2 files changed, 26 insertions, 3 deletions
diff --git a/python/sandcrawler/ia.py b/python/sandcrawler/ia.py
index de5654c..14716fc 100644
--- a/python/sandcrawler/ia.py
+++ b/python/sandcrawler/ia.py
@@ -20,6 +20,8 @@ from gwb.loader import CDXLoaderFactory
 
 from .misc import b32_hex, requests_retry_session, gen_file_metadata
 
+class SandcrawlerBackoffError(Exception):
+    pass
 
 ResourceResult = namedtuple("ResourceResult", [
     "start_url",
@@ -626,6 +628,9 @@ class WaybackClient:
 class SavePageNowError(Exception):
     pass
 
+class SavePageNowBackoffError(Exception):
+    pass
+
 SavePageNowResult = namedtuple('SavePageNowResult', [
     'success',
     'status',
@@ -696,11 +701,15 @@ class SavePageNowClient:
                 'if_not_archived_within': '1d',
             },
         )
-        if resp.status_code != 200:
+        if resp.status_code == 429:
+            raise SavePaperNowBackoffError("status_code: {}, url: {}".format(resp.status_code, request_url))

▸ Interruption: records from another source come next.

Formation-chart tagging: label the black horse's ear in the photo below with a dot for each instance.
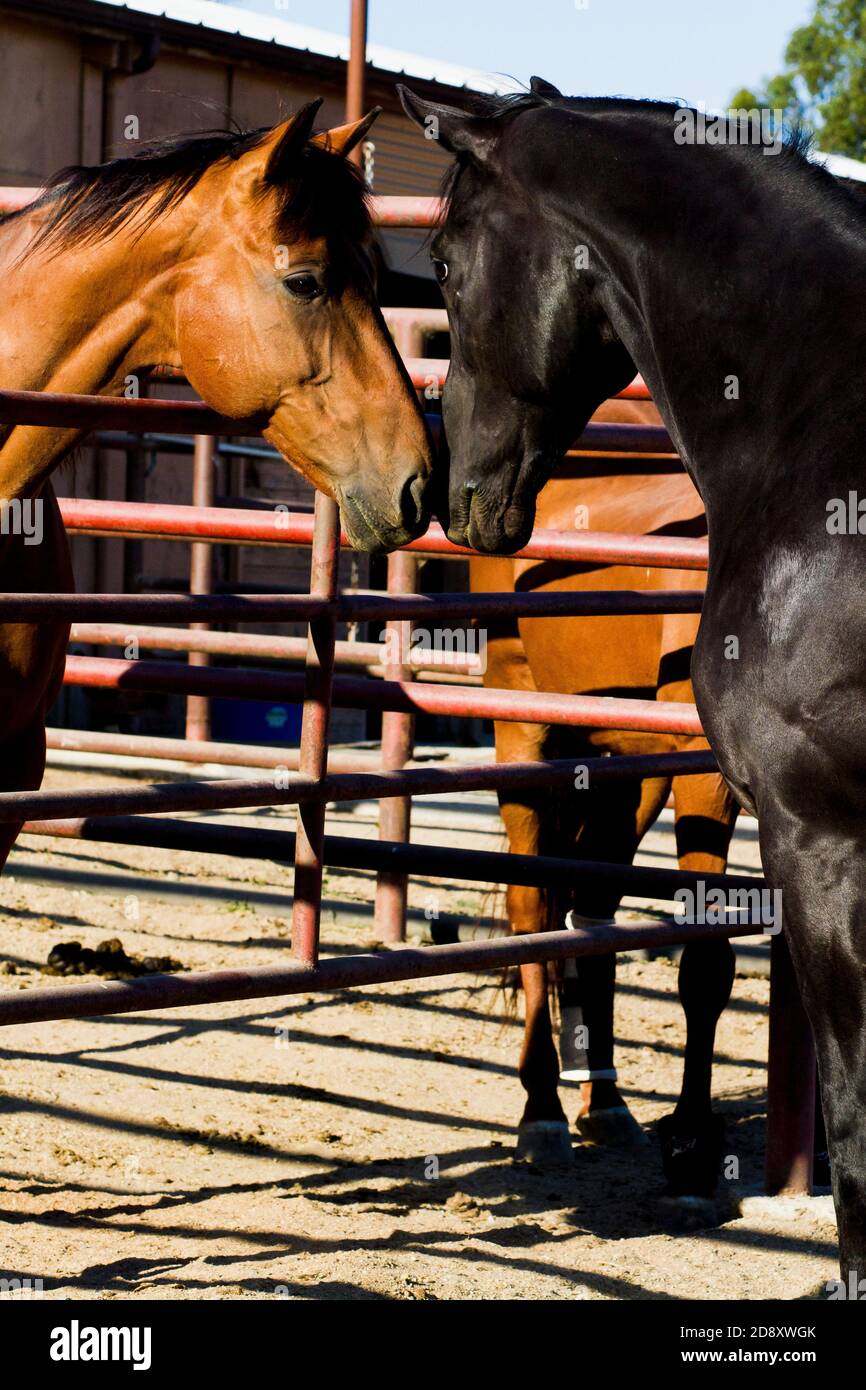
(287, 141)
(453, 129)
(540, 88)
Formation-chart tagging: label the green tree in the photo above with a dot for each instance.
(824, 81)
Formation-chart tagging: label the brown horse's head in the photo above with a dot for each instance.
(275, 317)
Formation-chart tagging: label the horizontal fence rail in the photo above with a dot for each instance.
(281, 527)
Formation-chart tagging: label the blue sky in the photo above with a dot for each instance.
(634, 47)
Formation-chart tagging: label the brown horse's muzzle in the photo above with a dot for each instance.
(378, 527)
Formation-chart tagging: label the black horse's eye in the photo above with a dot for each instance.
(303, 285)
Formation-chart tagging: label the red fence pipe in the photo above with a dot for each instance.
(225, 755)
(791, 1091)
(398, 745)
(409, 698)
(264, 527)
(200, 580)
(317, 699)
(38, 407)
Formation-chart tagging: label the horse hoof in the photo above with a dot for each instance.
(691, 1157)
(684, 1214)
(613, 1127)
(546, 1143)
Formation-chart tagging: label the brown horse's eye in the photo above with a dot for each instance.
(303, 285)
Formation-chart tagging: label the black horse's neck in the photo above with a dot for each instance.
(734, 280)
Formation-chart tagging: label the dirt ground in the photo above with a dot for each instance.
(346, 1146)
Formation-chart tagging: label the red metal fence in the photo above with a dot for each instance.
(123, 816)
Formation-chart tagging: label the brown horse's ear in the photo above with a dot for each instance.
(285, 142)
(453, 129)
(344, 138)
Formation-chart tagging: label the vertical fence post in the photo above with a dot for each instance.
(324, 566)
(790, 1080)
(200, 578)
(398, 745)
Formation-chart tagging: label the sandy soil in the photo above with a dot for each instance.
(346, 1146)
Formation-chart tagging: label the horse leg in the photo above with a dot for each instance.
(823, 908)
(544, 1130)
(692, 1137)
(616, 819)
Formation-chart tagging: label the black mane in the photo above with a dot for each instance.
(89, 203)
(793, 160)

+        elif resp.status_code != 200:
             raise SavePageNowError("SPN2 status_code: {}, url: {}".format(resp.status_code, request_url))
         resp_json = resp.json()
 
-        if not resp_json or 'job_id' not in resp_json:
+        if resp_json and 'message' in resp_json and 'You have already reached the limit of active sessions' in resp_json['message']:
+            raise SavePaperNowBackoffError(resp_json['message'])
+        elif not resp_json or 'job_id' not in resp_json:
             raise SavePageNowError(
                 "Didn't get expected 'job_id' field in SPN2 response: {}".format(resp_json))
 
diff --git a/python/sandcrawler/workers.py b/python/sandcrawler/workers.py
index 1e54a28..97079ee 100644
--- a/python/sandcrawler/workers.py
+++ b/python/sandcrawler/workers.py
@@ -1,12 +1,14 @@
 
 import sys
 import json
+import time
 import zipfile
 import multiprocessing.pool
 from collections import Counter
 from confluent_kafka import Consumer, Producer, KafkaException
 
 from .misc import parse_cdx_line
+from .ia import SandcrawlerBackoffError
 
 
 class SandcrawlerWorker(object):
@@ -367,7 +369,19 @@ class KafkaJsonPusher(RecordPusher):
                 for msg in batch:
                     self.counts['total'] += 1
                     record = json.loads(msg.value().decode('utf-8'))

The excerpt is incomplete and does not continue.